2. To kill the session: To kill the tmux session, press Ctrl + B followed by typing :kill-session and hit enter.

Node Descriptions

node_imu.py

• Purpose: This node handles the Inertial Measurement Unit (IMU) data. It initializes the IMU, calibrates it, and publishes both raw and processed IMU data to the MQTT broker.
• Key Features:
  • Calibrates the IMU on the first cycle.
  • Publishes gyro and raw IMU data at a specified rate.
  • Publishes to the TOPIC_GYRO, TOPIC_RAW_IMU and TOPIC_RAW_IMU_UNSCALED_BIASED topics

node_control.py

• Purpose: This node is responsible for controlling the robot's motors based on the target velocity and path plan. It uses a lookahead controller for trajectory planning.
• Key Features:
  • Subscribes to target velocity and path plan messages.
  • Publishes wheel velocities to the MQTT broker.
  • Generates a stopping velocity profile when no target velocity is available.
  • Publishes to the TOPIC_WHEEL_VELOCITIES topic

node_localization.py

• Purpose: This node processes IMU and wheel encoder data to estimate the robot's pose using an Extended Kalman Filter (EKF).
• Key Features:
  • Initializes with static IMU data.
  • Publishes processed IMU and localization messages.
  • Corrects EKF state with encoder data.
  • Publishes to the TOPIC_EXTENDED_POSE_W_BIAS, TOPIC_PROCESSED_IMU, TOPIC_ROBOT_POSE, TOPIC_ROBOT_EXTENDED_POSE. TOPIC_LOCALIZATION_INITIALIZED topics

node_mapping.py

• Purpose: This node manages the depth wavemap and generates occupancy grids for mapping the environment.
• Key Features:
  • Integrates depth images to update the wavemap.
  • Publishes occupancy and traversability grids.
  • Publishes robot pose grid coordinates.
  • Publishes to the TOPIC_OCCUPANCY_GRID, TOPIC_TRAVERSABILITY_GRID, TOPIC_ROBOT_POSE_GRID_COORDS, TOPIC_WAVEMAP_OCCUPIED_POINTS topics

node_rerun.py

• Purpose: This node visualizes the robot's data using the Rerun dashboard. It processes input data and logs it for visualization.
• Key Features:
  • Subscribes to various MQTT topics for data visualization.
  • Logs occupancy grid, TOF map, odometry, and path plan data.

node_drivepath.py

• Purpose: This node handles path planning using the D* algorithm. It generates a path from the robot's current position to a target point to be consumed by the control node.
• Key Features:
  • Subscribes to target point and traversability grid messages.
  • Publishes path plan messages.
  • Replans the path periodically or when the target point changes.
  • Publishes to the TOPIC_PATH_PLAN topic

Web Interface

The project includes a web interface for controlling the robot and visualizing its environment. The interface can be accessed through a web server running on the robot.
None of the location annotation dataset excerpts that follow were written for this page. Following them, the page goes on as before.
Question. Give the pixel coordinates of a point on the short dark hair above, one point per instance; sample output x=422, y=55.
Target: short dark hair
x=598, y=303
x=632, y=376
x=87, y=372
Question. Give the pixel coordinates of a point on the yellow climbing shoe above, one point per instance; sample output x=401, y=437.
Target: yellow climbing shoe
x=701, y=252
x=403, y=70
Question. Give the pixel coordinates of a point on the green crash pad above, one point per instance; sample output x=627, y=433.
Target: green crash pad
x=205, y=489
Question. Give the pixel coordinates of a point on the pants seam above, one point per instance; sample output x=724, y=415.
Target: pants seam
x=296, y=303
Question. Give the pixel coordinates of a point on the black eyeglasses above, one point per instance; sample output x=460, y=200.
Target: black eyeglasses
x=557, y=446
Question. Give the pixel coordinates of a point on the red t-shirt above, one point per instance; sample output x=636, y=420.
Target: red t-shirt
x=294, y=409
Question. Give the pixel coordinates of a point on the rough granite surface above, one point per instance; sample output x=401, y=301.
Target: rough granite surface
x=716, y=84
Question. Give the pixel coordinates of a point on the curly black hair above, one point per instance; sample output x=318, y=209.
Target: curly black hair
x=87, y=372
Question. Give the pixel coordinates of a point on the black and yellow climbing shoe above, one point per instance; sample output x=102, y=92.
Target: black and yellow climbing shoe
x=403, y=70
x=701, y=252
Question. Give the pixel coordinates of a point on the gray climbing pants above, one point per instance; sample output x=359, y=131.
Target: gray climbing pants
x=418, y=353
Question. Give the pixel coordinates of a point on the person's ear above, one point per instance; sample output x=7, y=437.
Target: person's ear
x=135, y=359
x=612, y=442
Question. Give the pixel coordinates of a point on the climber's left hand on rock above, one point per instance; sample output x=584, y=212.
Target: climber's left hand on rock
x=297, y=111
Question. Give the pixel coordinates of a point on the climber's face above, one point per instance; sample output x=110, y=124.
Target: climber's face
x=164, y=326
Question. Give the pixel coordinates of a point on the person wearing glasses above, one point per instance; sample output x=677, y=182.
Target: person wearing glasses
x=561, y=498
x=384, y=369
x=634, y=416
Accessing the Web Interface

1. Start the web server: The web server is started as part of the start_all_nodes.py script. It serves the web_interface.html file.

2. Open the web interface: Access the interface by navigating to the following URL in your web browser, replacing the color with whatever your bracketbot name is:

   http://color-bracketbot.local:8080/web_interface.html

3. Features:

   • Control the robot using on-screen buttons or keyboard keys.
   • Visualize the robot's environment and pose on a grid.